First, the things I understand. Of course I feel like a child. After all, I have less knowledge of Thailand than a 5 year old. About the only things I can do better is walk and understand my confusion. Chiang Mai is more rural than Bangkok and the majority of the people you come in contact with know very little English. I am fine with this. I think it’s more than a bit egotistical for me as an American to fly ½ way across the world and expect everyone to speak my language. I would be more than happy to communicate with the locals in their native tongue, if I knew it. That is a pretty big “IF”. Thai people are generally patient and kind; after all, this is the ‘land of smiles’! However, after living for 30 years in America, the land of ‘I want what I want, when I want it’ finding yourself in a place where you can’t communicate can be both frustrating and humbling. Imagine having to use the bathroom when you’re wandering around the town and not being able to ask where one is. Or maybe you are hungry, and surrounded by food but have no idea what is what or how to ask for anything. If you do ask, you will probably get a smile and a nod or, if the Thai person you are asking is standing next to another Thai person, they will begin talking to each other. I’m sure they are wondering what the crazy falang is rambling on about to them. What they will not do is tell you they don’t know because that would be losing face, something that is avoided at all costs in most Asian cultures. But you move on, and find your way.

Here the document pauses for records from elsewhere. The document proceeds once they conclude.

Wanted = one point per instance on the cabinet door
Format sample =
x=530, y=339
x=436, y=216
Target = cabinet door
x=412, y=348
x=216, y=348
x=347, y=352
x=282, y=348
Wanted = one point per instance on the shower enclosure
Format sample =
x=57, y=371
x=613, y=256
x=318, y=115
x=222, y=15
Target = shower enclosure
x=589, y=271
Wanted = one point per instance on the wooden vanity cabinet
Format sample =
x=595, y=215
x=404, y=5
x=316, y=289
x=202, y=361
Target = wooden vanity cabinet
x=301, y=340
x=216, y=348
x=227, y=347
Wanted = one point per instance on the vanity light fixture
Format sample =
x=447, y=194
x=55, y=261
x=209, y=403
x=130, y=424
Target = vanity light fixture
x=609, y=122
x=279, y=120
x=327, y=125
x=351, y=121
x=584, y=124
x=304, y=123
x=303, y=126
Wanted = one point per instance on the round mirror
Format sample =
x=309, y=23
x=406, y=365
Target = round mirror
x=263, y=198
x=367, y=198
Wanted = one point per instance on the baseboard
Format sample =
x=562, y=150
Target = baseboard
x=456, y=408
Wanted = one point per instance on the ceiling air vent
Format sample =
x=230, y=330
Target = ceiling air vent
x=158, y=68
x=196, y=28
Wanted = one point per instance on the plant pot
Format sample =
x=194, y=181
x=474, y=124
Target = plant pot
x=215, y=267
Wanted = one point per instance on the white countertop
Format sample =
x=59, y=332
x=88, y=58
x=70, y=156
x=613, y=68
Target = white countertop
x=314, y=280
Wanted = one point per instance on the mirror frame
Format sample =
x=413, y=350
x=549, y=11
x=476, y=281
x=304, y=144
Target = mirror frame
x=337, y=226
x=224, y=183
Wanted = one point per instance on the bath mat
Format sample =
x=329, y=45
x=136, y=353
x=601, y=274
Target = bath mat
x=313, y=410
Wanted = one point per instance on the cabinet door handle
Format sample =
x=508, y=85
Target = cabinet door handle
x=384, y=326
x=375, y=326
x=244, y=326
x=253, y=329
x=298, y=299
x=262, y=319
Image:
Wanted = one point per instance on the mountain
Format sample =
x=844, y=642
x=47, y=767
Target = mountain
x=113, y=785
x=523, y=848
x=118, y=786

People are nice and often take pity on me and help me out. For example, when I was trying to ask the location of a grocery store in a local 7-11. After about 5 minutes of gesturing and broken Thai/English with the clerk a kind English speaking Thai man softly said “ma’am, the Thai’s don’t really call them grocery stores. They call them super markets” to which everyone simultaneously exclaimed “oh! Supermarket!”. A word to the future Thailand traveler: bathrooms are toilets and grocery stores are supermarkets. :)

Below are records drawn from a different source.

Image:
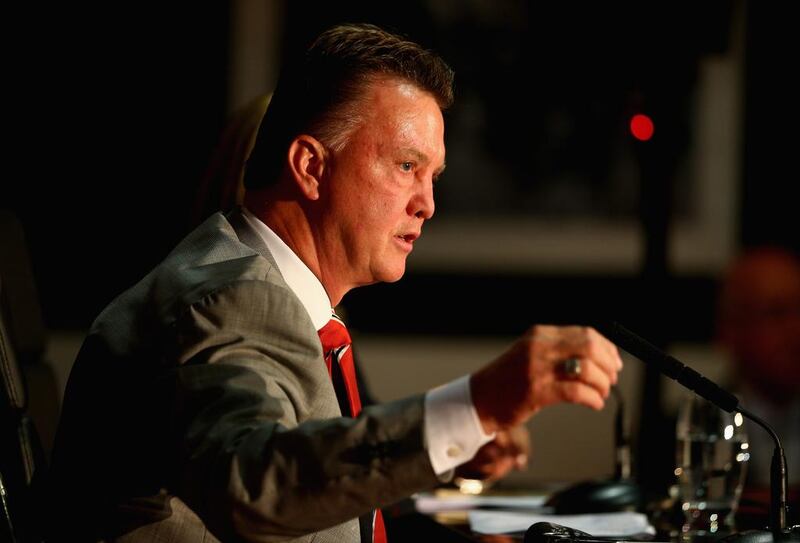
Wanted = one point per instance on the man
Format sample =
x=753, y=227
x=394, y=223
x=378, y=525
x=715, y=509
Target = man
x=759, y=325
x=203, y=405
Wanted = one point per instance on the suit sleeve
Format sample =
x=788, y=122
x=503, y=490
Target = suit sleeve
x=256, y=459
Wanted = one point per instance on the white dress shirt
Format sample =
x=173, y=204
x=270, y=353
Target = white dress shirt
x=453, y=432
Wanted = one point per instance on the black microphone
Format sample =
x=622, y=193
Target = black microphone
x=689, y=378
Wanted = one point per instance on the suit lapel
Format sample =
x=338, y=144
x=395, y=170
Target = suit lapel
x=248, y=235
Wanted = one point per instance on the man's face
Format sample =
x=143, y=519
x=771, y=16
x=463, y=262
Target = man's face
x=378, y=190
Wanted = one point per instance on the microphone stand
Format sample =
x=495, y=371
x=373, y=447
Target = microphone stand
x=689, y=378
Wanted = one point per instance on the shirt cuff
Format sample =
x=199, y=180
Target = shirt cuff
x=453, y=430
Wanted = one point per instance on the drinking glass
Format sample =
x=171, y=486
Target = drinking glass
x=712, y=455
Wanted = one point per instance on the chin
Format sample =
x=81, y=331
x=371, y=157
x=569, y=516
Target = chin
x=392, y=275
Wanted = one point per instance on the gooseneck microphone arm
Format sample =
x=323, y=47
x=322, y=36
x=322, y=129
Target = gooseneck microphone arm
x=778, y=477
x=689, y=378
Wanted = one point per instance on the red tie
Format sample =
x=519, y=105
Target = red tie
x=336, y=347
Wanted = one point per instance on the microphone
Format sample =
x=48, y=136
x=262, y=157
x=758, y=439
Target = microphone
x=689, y=378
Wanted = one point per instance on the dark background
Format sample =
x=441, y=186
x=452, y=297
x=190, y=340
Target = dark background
x=114, y=112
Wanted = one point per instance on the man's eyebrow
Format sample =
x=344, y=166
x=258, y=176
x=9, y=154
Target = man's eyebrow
x=422, y=157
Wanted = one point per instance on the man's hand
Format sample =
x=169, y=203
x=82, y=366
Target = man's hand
x=528, y=376
x=509, y=450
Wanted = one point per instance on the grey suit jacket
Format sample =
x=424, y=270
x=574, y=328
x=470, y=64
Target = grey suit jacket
x=200, y=409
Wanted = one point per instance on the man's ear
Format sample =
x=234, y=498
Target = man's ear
x=307, y=160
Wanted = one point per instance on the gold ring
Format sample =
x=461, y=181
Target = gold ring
x=570, y=368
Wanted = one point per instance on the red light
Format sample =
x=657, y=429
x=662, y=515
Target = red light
x=642, y=127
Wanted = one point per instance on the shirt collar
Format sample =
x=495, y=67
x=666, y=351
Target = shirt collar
x=300, y=279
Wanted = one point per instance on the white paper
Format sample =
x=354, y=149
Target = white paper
x=598, y=524
x=429, y=503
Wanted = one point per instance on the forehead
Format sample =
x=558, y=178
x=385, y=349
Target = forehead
x=399, y=114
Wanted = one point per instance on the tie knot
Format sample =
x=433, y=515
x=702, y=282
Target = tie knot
x=334, y=335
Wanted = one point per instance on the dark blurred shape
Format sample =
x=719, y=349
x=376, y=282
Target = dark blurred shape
x=22, y=458
x=759, y=325
x=596, y=497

Also, I’ve found the Thai people to be very thoughtful and protective of each other and myself. The protective part makes me feel like a child in a way since I’ve been looking out for myself for many years now. I walk around town by myself quite a bit. Crossing the street in Thailand is a bit like playing frogger. There aren’t any cross walks or walk/don’t walk signs to give the pedestrian their right of way. Here, you run when you get the chance while dodging motor bikes, cars, songtows, and tuk-tuks. Usually I have to stop in the middle of the street and wait for the next rows of traffic to clear. It isn’t at all uncommon for a local Thai to take me under their wing while crossing the street. Most times it is a young man who runs up to me (the crazy falang standing in the street) and gets as close as possible without touching me (because that would be taboo) and leads me across the rest of the way and safely to the other side. I have looked these men in the eyes and they are genuinely concerned for my safety and seem to take personal responsibility for getting me safely across the busy street.

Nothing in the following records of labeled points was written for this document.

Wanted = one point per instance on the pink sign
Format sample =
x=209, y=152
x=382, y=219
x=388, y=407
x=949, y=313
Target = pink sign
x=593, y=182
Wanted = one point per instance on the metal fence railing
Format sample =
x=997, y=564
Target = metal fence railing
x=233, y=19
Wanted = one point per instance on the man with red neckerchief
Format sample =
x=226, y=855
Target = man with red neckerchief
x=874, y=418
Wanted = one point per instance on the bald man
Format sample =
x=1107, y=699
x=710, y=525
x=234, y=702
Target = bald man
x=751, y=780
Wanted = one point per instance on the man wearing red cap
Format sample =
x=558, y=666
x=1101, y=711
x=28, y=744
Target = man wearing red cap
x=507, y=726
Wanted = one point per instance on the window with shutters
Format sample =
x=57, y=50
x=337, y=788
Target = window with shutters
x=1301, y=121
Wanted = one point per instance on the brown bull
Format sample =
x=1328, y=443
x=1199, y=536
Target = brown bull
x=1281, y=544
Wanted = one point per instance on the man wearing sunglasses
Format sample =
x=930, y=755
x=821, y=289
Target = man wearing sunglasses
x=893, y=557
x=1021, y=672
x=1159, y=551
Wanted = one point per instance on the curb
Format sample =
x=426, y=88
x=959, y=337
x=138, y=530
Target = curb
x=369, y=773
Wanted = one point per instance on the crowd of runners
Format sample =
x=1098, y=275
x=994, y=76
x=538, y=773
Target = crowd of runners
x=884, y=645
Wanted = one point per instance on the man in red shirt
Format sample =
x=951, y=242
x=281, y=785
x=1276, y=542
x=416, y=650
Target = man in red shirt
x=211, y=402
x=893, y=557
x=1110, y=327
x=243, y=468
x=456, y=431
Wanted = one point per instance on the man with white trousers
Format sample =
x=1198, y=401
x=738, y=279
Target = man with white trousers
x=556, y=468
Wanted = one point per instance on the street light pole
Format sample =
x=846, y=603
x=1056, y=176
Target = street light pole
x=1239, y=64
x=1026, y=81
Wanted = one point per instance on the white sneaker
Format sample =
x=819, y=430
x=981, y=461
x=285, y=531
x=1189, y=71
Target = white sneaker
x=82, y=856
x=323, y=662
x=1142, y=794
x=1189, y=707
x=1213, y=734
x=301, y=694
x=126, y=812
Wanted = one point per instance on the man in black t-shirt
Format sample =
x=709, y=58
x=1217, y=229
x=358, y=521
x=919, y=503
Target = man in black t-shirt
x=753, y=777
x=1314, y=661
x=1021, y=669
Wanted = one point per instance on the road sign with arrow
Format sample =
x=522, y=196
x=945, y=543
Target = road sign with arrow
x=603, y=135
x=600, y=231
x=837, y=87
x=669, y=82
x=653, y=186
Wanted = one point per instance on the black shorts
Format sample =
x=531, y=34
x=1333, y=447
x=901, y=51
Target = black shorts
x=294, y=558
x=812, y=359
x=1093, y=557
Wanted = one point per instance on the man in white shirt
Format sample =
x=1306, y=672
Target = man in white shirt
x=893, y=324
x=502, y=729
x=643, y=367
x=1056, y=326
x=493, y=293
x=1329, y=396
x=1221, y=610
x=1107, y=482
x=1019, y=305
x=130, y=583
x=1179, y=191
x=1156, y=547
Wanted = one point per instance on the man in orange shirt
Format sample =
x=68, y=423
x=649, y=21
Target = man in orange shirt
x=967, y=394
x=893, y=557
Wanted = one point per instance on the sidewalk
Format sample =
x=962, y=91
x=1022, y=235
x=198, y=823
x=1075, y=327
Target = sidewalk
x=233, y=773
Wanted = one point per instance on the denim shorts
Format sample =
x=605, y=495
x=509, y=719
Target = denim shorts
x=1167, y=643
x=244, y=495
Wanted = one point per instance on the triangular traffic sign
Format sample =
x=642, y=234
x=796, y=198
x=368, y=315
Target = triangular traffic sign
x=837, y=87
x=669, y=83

Also, the Thai students we have befriended since our arrival are always looking out for us when we go out. They make sure we aren’t standing too close to the curb, eating the wrong foods or uncomfortable in any way. In fact, they usually order for us at restaurants to make sure we get the best food and they usually tell us where to go and where to sit. It’s actually very sweet of them, just very new to us. We even speak to each other like children, especially in the beginning. Most of our communication came from gestures and incomplete sentences. I also found myself speaking to them in broken English, very slowly and with emphasized pronunciation.
It’s been an odd experience for me in this way. Perhaps I’m not as much baffled as I am humbled by the whole experience. I am now better equipped to empathize with exchange students and foreigners traveling in America. Being in a different country is exhausting! It takes much more brain power and energy because you have to think about so many things that we do on auto-pilot back in our home towns. Since I’ve been here, I’ve taken some Thai language and culture lessons and I’ve gotten my bearings for the most part (with the help of a map). Right now I feel like I’m almost 5 years old.